A novel machine learning model may be effective at screening for hypertension by analyzing acoustic features of speech, according to a new study.
In the study, published in IEEE Access, researchers from the University of Toronto and Klick Inc. developed predictive models using spectrotemporal acoustic features extracted from the speech recordings of 245 participants (91 women). They explored multiple approaches, including analyzing whole recordings, dividing recordings into quarters, and stacking features from all quarters.
Participant demographics:
- Mean age: 40.0 years for women, 39.0 years for men
- Mean body mass index: 24.7 kg/m² for women, 25.8 kg/m² for men
- Mean systolic blood pressure (SBP): 122.0 mmHg for women, 127.0 mmHg for men
- Mean diastolic blood pressure (DBP): 80.0 mmHg for women, 82.0 mmHg for men.
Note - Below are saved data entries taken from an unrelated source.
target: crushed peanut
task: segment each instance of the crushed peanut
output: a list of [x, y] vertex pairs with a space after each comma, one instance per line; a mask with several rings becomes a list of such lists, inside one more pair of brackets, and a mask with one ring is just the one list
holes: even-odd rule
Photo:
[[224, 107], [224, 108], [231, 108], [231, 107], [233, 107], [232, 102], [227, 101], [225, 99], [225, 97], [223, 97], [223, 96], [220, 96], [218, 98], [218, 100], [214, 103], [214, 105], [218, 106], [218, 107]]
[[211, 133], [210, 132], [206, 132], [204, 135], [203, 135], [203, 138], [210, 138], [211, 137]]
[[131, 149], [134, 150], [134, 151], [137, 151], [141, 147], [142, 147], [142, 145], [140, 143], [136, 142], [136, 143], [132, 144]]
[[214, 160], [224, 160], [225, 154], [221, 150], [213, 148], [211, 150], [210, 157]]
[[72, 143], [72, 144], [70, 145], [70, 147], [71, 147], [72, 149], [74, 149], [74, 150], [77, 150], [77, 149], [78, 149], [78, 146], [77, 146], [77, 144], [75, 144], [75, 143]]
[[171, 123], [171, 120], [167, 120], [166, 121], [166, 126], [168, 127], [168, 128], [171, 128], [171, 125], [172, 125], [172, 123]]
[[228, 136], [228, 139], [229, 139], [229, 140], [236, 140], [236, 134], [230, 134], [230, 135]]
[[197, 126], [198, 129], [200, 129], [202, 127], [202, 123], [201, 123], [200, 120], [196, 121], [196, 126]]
Participants recorded the phrase: "Hello, how are you? What is my glucose level right now?" up to six times daily for two weeks. The researchers extracted 160 acoustic features from the recordings, including temporal, spectral, and spectrotemporal characteristics. Key features included Mel-frequency cepstral coefficients (MFCCs), fundamental frequency, and spectral contrast. Separate models were developed for men and women, and the leave-one-subject-out cross-validation method was used to assess generalizability. To address class imbalance, the synthetic minority oversampling technique (SMOTE) was applied.
The researchers evaluated two hypertension thresholds:
- SBP ≥ 135 mmHg or DBP ≥ 85 mmHg
- SBP ≥ 140 mmHg or DBP ≥ 90 mmHg.
For the first threshold, balanced accuracy was 84% in women and 77% in men. For the second threshold, balanced accuracy was 63% for women and 86% for men.
Stacking features from all quarters of recordings produced the best performance. The second quarter of recordings contained the most discriminative information. The linear discriminant analysis (LDA) classifier performed best overall.
The researchers noted several limitations of the study, including a small sample of hypertensive cases and a primarily Indian participant pool, limiting the generalizability of the findings. Additionally, the model required multiple recordings per participant to achieve optimal performance. Using only one recording significantly underperformed compared with using all available recordings. Future investigations will explore methods to reduce the number of required recordings and investigate deep learning approaches to further improve the accuracy of the novel model.